戦後南米に逃亡した元ナチスの高官は、ルドルフ・ヘスについて次のように語っている。

「ヘスはイギリスとの戦争を避けなければならないと信じていた。真の敵はイギリスではなくソ連と信じていたからだ。

だからイギリスとドイツが一緒になってソ連に対抗するような状態を彼は作ろうと努力した。イギリスの海軍力とドイツの陸軍力がガッチリと組めば、どんな敵でも倒すことが可能だったからだ。これを実現させるため彼は単身イギリスへ飛んだ。独ソ開戦の直前だった。

彼には勝算があったようだ。というのは彼はその頃、秘密結社『トゥーレ協会』のメンバーだった。この結社の兄弟グループみたいなものがイギリスにもあった。『黄金の夜明け団』と呼ばれる結社だ。その有力メンバーにハミルトン公爵がいた。ヘスは彼とは親しかった。ドイツを発つ前、彼はハミルトン公爵に打診してみた。答えは前向きだった。そこでヘスはドイツを発ち、闇にまぎれてイギリスにパラシュート降下したのだ。

しかし、そううまく事は運ばなかった。チャーチルの横やりが入ったからだ。

もちろんチャーチルの後ろには、国際ユダヤ組織と大銀行団の圧力があった。ヘスは戦争中捕われていたから、戦犯では断じてない。
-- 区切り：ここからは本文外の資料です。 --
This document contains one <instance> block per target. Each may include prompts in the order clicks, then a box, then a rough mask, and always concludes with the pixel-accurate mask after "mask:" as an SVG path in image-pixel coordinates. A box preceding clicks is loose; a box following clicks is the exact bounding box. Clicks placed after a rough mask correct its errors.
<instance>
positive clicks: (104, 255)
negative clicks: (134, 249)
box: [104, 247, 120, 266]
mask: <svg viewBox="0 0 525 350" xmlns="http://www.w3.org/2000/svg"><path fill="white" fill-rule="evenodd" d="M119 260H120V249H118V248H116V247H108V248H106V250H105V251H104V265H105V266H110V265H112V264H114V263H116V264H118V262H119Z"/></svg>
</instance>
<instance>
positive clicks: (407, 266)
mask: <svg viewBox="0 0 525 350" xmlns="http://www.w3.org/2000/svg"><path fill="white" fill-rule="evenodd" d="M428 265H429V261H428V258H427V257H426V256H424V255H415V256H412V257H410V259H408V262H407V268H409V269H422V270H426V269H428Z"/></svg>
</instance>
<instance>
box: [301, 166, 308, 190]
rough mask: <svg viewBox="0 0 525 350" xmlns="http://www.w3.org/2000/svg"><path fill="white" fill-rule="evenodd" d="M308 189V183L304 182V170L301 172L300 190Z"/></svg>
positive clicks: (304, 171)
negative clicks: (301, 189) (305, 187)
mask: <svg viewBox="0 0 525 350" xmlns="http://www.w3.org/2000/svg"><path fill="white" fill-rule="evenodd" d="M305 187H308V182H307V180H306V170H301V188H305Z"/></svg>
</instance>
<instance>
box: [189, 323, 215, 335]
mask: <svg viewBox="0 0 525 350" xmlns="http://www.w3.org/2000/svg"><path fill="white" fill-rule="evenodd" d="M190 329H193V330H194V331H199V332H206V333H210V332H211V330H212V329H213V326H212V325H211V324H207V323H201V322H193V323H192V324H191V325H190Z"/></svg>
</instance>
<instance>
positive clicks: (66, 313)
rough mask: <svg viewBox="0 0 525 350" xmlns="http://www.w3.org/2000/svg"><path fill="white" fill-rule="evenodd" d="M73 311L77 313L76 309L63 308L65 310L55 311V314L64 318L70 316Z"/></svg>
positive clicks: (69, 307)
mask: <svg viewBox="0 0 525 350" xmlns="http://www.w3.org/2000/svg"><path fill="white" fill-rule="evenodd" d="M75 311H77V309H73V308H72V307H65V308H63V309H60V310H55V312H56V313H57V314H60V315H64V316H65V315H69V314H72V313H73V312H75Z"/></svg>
しかし、戦後もずっと独房にぶち込まれていたのは、彼がアイヒマン同様、ユダヤの世界戦略について知りすぎていたからだ」

 


(左)イギリスのウィンストン・チャーチル首相
(右)「黄金の夜明け団」の薔薇十字徽章

 

●ルドルフ・ヘスの「奇行」の一件で激怒したヒトラーは、ドイツ国内にウォールがまき散らした「プロパガンダ用占星暦」を一掃する作戦に出た。

またドイツの占星術師までが、ホロスコープから“敗戦”を読み取り始めていたので、ヒトラーはドイツ国内の占星術師をも弾圧・一斉検挙した。